Ci racconta il suo percorso da allenatore quest'anno?

“Mi sento cresciuto un po’ in tutto. Ho dovuto prendere molte decisioni da quando sono qua, quando sono arrivato qua non avevamo il centro sportivo e facevamo i massaggi dentro a un bar. Meno di quattro anni dopo siamo in Champions, ringrazio tutto lo staff per come mi aiuta ma per come capisce la mia ambizione. Sono orgoglioso, sono cresciuto molto e sono felicissimo per la gente di Como che se lo merita”.

 

A proposito di Champions, Nico Paz la giocherà con il Como o con il Real Madrid?

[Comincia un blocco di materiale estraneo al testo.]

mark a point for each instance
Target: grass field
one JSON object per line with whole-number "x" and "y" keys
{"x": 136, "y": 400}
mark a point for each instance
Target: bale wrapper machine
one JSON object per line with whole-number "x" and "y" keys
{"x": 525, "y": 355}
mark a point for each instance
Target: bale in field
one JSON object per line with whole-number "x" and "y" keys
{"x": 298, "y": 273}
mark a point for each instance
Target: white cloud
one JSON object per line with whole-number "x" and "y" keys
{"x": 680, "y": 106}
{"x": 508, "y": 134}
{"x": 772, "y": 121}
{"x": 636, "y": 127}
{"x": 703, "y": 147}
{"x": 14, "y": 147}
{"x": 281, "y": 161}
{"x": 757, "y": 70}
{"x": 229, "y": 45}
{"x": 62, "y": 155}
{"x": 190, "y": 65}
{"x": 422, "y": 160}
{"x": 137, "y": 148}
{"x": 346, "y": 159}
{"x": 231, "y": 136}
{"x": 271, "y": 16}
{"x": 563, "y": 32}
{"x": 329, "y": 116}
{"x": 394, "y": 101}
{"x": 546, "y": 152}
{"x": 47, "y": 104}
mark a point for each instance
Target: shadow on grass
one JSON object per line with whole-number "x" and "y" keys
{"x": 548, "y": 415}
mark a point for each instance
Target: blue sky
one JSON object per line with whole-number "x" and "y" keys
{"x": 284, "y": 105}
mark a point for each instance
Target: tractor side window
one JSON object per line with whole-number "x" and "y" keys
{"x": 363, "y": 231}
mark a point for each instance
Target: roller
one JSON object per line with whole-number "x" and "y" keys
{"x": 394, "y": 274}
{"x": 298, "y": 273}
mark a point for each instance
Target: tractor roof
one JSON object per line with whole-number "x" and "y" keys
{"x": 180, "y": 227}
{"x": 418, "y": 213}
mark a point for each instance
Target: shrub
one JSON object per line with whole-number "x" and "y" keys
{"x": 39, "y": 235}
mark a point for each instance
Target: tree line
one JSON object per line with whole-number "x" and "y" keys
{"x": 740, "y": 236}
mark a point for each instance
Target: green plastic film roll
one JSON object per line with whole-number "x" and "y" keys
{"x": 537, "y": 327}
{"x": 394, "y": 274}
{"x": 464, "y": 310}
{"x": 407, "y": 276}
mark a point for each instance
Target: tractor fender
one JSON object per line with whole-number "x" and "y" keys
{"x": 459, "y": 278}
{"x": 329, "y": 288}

“Per lui potrebbe essere meglio essere nella mani di Mourinho ma spero che sarà nelle mie mani, Nico lo sento come mio figlio. Un giocatore chiave per noi, brava anche la squadra a vincere le 7-8 partite senza di lui durante la stagione. Manca ancora un pò, poi sapremo che farà Nico l’anno prossimo”.

 

E il futuro di Fabregas?

“Sono molto contento e tranquillo, sono felicissimo di quello che stiamo facendo qua e con che ragazzi lo stiamo facendo. Si dice sempre "voglio di più", ma questo progetto è la cosa giusta per me, nella vita non si deve avere fretta e imparare tutti i giorni: qui lo posso fare”.